Ernie Ball/Music Man remains one of the few long-lived, successful, true family businesses not only in the music industry but in the entire U.S. In addition to Brian, Sterling’s son Scott is the company’s vice president and oversees factory operations.
“When most family businesses pass from one generation to the next, its chances of success and growth usually decline with each new generation,” Sterling says. “With us it’s been the opposite. The growth of this company under Brian has been phenomenal and has exceeded everyone’s expectations. He has more than doubled our business since he took the wheel, and he’s been the straw that stirs the drink.

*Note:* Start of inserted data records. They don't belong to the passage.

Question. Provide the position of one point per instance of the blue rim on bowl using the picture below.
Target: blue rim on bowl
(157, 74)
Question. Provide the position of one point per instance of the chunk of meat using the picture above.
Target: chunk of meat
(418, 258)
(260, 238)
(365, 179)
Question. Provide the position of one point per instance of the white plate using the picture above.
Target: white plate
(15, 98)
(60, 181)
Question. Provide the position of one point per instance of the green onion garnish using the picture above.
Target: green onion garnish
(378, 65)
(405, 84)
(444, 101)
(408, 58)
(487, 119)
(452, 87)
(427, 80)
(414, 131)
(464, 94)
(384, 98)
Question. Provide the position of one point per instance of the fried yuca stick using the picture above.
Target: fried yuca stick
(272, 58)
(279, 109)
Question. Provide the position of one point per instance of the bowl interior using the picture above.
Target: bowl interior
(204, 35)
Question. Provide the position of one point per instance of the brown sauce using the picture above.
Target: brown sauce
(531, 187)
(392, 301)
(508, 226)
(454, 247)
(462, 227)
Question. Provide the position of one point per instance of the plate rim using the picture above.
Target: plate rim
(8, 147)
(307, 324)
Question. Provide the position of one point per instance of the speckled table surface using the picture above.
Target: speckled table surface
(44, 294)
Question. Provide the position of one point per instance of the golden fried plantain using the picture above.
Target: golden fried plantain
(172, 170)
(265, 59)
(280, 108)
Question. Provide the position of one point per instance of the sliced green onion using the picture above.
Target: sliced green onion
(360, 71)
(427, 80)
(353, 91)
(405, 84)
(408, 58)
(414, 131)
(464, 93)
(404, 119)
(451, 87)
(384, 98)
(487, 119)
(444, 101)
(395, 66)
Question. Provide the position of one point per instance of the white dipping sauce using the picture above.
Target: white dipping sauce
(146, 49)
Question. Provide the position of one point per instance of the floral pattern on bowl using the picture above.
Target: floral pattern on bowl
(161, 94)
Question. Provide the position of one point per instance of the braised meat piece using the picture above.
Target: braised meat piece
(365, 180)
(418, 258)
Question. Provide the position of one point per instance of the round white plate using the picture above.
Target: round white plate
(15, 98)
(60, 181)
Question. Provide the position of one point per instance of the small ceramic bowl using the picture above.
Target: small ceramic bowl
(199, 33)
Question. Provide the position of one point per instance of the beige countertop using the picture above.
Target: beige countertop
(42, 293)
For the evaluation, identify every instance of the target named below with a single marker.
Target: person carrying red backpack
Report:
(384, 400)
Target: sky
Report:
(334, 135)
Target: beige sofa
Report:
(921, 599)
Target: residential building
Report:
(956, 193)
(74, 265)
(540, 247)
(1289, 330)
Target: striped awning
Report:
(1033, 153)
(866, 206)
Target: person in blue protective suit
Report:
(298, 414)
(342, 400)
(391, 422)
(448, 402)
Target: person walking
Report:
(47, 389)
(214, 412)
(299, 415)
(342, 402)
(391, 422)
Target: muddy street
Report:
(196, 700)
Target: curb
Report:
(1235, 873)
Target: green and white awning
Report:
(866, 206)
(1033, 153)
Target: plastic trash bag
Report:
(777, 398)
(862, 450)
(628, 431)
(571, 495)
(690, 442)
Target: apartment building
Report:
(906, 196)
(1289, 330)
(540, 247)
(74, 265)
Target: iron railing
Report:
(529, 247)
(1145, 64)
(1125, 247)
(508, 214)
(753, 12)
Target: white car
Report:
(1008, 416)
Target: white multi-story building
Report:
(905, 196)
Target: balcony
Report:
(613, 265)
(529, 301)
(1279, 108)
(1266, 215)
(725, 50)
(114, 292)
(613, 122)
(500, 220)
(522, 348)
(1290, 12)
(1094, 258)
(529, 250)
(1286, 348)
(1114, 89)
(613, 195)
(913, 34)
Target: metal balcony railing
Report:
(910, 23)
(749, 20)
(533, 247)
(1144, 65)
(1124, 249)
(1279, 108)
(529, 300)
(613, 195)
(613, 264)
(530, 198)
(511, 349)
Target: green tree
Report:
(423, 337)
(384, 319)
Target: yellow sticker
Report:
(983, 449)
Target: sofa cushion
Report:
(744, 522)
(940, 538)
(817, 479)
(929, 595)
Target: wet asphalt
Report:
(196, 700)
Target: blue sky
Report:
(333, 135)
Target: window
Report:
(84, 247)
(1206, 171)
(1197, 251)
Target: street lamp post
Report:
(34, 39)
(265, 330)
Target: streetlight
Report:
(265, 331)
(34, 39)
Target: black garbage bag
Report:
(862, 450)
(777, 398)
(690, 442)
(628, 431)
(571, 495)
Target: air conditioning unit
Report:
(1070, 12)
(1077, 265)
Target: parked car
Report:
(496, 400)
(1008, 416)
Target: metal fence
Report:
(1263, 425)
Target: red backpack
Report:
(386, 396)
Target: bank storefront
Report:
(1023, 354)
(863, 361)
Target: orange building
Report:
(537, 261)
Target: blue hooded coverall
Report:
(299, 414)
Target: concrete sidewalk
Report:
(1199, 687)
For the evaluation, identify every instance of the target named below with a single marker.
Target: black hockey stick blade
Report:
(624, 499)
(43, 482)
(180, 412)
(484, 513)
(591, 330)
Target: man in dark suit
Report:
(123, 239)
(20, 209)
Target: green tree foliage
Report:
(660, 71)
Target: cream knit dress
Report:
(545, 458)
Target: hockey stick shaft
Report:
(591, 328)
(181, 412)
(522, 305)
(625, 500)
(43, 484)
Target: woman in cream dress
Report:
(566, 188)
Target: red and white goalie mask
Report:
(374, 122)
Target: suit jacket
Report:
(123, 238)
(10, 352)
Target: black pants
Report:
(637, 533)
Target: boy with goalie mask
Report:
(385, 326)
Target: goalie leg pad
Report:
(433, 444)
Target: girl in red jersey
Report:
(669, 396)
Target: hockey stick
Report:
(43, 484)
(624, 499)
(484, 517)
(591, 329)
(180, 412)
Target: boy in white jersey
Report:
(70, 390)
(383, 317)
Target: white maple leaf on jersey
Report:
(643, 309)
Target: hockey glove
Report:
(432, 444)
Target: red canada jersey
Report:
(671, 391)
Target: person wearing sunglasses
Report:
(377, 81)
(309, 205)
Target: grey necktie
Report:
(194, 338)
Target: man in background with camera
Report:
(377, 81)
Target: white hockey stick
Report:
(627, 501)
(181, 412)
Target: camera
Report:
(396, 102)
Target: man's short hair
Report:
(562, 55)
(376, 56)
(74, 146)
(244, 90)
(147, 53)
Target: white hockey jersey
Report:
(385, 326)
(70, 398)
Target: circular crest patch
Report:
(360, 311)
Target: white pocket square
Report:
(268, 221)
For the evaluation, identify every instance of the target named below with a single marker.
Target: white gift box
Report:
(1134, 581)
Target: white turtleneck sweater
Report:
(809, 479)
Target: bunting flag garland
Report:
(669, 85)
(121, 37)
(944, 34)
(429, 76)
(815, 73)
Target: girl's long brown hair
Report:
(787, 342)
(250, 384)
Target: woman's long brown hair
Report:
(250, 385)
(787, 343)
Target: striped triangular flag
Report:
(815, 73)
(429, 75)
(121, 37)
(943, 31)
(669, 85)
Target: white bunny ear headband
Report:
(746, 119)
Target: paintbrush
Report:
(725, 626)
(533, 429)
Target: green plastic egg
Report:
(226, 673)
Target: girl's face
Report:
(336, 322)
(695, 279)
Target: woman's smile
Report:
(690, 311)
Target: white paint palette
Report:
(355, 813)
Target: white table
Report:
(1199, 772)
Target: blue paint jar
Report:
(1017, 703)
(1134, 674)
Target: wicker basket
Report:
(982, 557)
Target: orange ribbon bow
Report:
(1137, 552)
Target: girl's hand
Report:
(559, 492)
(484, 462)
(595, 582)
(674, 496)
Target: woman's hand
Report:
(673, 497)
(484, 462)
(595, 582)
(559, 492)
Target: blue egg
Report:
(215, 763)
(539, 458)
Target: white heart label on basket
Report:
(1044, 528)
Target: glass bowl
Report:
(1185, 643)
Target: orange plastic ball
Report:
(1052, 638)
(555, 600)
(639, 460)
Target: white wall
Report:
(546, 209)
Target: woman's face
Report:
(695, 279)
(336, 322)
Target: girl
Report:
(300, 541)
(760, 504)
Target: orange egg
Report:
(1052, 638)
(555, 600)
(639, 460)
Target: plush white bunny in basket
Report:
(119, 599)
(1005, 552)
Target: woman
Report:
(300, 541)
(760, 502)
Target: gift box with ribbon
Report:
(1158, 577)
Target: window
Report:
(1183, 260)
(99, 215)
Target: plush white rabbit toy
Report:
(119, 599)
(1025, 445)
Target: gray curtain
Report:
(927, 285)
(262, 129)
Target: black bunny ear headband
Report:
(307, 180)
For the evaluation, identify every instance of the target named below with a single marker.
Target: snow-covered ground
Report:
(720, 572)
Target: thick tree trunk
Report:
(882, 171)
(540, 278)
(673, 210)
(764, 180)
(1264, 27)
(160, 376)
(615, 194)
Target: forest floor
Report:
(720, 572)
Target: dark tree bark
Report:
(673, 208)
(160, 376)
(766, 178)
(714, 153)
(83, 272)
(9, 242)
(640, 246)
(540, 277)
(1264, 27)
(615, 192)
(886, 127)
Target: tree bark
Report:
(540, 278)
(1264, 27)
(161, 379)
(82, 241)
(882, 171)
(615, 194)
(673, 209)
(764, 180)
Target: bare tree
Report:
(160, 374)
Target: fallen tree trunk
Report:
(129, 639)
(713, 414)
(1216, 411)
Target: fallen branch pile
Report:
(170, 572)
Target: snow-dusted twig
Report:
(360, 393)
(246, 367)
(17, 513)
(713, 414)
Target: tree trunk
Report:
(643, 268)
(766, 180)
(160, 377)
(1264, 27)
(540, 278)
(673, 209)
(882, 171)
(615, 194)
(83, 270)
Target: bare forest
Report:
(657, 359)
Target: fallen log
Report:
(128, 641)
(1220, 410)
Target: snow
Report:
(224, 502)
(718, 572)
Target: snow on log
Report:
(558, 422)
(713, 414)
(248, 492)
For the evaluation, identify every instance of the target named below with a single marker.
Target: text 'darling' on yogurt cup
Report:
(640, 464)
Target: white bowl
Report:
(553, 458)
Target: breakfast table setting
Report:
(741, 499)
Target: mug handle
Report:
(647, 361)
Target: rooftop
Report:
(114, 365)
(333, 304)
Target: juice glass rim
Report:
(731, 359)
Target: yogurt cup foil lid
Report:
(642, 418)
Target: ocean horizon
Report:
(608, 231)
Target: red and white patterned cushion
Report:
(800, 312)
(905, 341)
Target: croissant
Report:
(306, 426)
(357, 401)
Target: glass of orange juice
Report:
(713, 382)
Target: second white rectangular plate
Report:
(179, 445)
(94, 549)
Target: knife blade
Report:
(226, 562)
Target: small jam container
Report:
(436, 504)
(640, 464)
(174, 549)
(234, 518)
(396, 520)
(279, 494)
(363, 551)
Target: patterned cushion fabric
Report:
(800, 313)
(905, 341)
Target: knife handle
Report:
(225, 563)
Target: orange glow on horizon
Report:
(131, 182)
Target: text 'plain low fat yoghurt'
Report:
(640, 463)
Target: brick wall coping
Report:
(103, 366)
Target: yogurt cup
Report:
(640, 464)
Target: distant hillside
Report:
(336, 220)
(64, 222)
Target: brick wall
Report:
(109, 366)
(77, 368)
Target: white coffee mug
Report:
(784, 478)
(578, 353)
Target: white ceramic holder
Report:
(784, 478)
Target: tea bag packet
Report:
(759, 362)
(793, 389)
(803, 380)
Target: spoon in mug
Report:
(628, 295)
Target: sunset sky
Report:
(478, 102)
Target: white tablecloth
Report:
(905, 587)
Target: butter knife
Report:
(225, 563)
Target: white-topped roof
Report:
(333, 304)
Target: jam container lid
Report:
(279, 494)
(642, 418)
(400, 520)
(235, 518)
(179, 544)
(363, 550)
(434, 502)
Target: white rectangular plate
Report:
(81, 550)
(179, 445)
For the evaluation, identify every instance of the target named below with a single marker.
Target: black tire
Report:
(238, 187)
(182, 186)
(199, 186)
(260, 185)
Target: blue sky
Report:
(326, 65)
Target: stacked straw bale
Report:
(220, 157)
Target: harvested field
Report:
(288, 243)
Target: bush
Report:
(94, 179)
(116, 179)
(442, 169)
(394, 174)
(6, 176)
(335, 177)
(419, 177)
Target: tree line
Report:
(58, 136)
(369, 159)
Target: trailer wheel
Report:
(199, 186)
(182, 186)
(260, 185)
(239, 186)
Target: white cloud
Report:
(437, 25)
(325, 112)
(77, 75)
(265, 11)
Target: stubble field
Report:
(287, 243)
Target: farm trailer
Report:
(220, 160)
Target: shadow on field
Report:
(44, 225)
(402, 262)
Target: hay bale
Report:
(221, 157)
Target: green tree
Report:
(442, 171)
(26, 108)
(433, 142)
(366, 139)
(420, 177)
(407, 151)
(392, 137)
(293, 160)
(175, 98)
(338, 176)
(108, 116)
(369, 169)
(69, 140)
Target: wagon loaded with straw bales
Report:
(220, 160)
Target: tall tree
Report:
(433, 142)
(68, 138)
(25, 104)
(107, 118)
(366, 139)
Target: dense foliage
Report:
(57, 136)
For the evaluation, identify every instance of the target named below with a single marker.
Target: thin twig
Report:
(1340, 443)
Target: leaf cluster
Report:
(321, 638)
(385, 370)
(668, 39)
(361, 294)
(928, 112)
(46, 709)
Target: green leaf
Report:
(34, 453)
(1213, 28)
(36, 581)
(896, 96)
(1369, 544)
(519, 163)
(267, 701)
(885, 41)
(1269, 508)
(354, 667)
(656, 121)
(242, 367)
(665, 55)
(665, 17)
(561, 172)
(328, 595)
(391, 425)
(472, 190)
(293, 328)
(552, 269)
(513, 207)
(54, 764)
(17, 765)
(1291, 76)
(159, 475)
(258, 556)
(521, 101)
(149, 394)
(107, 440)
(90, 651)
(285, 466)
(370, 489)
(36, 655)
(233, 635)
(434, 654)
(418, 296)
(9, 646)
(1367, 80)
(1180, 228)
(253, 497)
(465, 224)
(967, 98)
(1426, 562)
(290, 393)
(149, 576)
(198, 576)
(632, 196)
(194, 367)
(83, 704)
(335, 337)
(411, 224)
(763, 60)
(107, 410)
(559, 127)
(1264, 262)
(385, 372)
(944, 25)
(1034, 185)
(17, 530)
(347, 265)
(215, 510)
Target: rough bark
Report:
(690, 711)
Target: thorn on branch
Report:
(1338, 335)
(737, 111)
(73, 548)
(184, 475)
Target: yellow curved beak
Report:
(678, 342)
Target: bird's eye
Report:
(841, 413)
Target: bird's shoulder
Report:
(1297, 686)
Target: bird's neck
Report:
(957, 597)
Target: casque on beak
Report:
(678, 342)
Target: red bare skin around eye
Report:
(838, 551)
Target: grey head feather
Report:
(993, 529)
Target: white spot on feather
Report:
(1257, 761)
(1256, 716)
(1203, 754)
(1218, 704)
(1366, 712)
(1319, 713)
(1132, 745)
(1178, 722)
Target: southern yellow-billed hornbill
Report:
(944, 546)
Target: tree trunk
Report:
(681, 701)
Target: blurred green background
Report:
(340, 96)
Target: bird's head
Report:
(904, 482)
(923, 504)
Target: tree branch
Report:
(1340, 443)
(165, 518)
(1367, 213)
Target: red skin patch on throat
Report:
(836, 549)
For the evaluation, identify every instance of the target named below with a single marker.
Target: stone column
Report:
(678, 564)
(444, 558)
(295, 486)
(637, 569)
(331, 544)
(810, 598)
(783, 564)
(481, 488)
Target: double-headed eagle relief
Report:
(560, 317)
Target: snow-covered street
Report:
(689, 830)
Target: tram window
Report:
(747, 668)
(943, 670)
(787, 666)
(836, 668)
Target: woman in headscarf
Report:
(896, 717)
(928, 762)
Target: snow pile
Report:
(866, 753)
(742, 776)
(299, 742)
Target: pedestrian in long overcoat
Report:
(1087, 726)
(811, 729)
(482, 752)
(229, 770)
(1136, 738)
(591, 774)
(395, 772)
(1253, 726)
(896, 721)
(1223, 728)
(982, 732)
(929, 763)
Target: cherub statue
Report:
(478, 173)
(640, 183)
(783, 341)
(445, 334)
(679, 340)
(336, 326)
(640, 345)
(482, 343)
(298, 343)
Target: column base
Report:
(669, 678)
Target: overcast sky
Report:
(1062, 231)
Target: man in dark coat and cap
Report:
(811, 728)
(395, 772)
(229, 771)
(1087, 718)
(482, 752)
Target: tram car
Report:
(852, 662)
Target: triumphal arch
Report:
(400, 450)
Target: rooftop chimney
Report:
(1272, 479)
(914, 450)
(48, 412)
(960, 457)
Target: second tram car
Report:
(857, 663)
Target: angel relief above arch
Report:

“We’re very proud of our heritage, and rightfully so, but it’s not a pillow we sleep on,” Sterling concludes. “We get up every day to support the products we make and to support our artists. We’re also focused on feeding the families of our workers. Our primary goal is creating new tools for artists.
“Growth is a secondary goal. We’ve never been about growth for the sake of growth. We’ve grown because we’ve come up with better ideas and make products that musicians actually need or want as well as things that other companies may be overlooking. We still pay as much attention to making the best strings, picks, straps, cables and everything else as we do to making the best guitars and basses.”